A recent survey conducted by Check Point and Cybersecurity Insiders provided insight into adopting and implementing artificial intelligence in the cybersecurity industry. The research surveyed hundreds of professionals from various industries, analyzing how AI is being used, how companies prioritize it, and how it affects the workforce. Participants’ responses reveal a picture of caution and slow adoption of AI. Despite the recognized potential of AI and machine learning in cybersecurity, many organizations are still evaluating the benefits and risks associated with these tools. Only 24 per cent of respondents classified AI implementation as “maturing” or “advanced,” while 61 per cent described it as in the “planning” or “development” stage. In addition, 15% said they had never implemented AI or ML in their cybersecurity activities.
The survey also explored the specific cybersecurity functions enhanced by AI and ML. Detection of malware, malicious software that can damage computer systems, ranked first with 35 per cent, followed by user behaviour analysis and supply chain security. However, few companies use AI for security posture management, which involves assessing and improving overall security, or for antagonistic AI research, a field that studies how to defend against malicious AI, showing that adoption of AI-specific applications is still limited.

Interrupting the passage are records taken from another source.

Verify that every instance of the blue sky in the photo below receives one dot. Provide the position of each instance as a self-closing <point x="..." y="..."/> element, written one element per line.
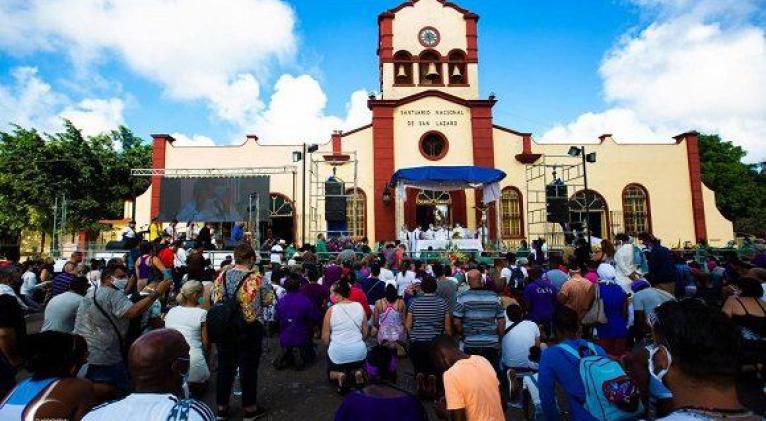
<point x="564" y="70"/>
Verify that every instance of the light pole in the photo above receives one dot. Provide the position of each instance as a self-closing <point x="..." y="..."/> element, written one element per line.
<point x="574" y="152"/>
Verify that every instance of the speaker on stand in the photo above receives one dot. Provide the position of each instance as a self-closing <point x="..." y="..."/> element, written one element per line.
<point x="335" y="206"/>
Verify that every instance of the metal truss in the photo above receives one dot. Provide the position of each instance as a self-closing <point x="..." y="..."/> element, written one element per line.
<point x="213" y="172"/>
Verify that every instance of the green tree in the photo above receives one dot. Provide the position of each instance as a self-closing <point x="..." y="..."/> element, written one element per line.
<point x="93" y="174"/>
<point x="740" y="188"/>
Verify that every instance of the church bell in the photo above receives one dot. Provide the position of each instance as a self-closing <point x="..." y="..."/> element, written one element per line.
<point x="431" y="73"/>
<point x="456" y="73"/>
<point x="402" y="73"/>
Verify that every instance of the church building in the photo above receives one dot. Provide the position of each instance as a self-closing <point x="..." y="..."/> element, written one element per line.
<point x="429" y="113"/>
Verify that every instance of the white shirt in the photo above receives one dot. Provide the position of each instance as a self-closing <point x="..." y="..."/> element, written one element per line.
<point x="346" y="342"/>
<point x="188" y="321"/>
<point x="387" y="276"/>
<point x="61" y="311"/>
<point x="128" y="232"/>
<point x="147" y="407"/>
<point x="276" y="254"/>
<point x="516" y="344"/>
<point x="28" y="282"/>
<point x="404" y="280"/>
<point x="179" y="259"/>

Regulatory and compliance challenges
One of the main obstacles to the rapid adoption of AI is the ever-changing regulatory landscape. Companies face significant challenges in remaining compliant with new laws and government guidelines regarding AI and cybersecurity. This makes AI implementation complex and costly, contributing to its slow and cautious adoption. Despite the difficulties, AI is considered an important priority for the future of cybersecurity. Ninety-one per cent of respondents believe AI is a priority for their organization, compared with only 9 per cent who do not. The promise of AI to automate repetitive tasks and improve anomaly and malware detection is clear, with 48% of respondents seeing it as the area of greatest potential. In addition, 41% of respondents see great potential in reinforcement learning. This machine learning technique allows systems to learn through rewards for correct actions for dynamic security management, although only 18% currently use AI for this function.
Impact on the workforce
The integration of AI into cybersecurity also has an impact on the workforce. 49% of respondents identified new skills required by AI, while 35% noted a redefinition of roles. However, there is a clear division on the effect of AI on workforce size: 33% saw a reduction, while 29% saw an increase in the workforce. When asked about using generative AI without internal controls for data quality and governance policies, 44% of respondents disagreed or strongly disagreed, while 37% agreed or strongly agreed. This division underscores the lack of consensus and perhaps awareness of the importance of such controls regarding AI.
Check Point’s research ultimately underscores the crucial role of AI in improving cybersecurity measures. Indeed, AI can automate repetitive tasks, improve threat detection and response, and provide significant value to customers. However, caution and planning are critical to ensure that AI is used responsibly and in compliance with current regulations.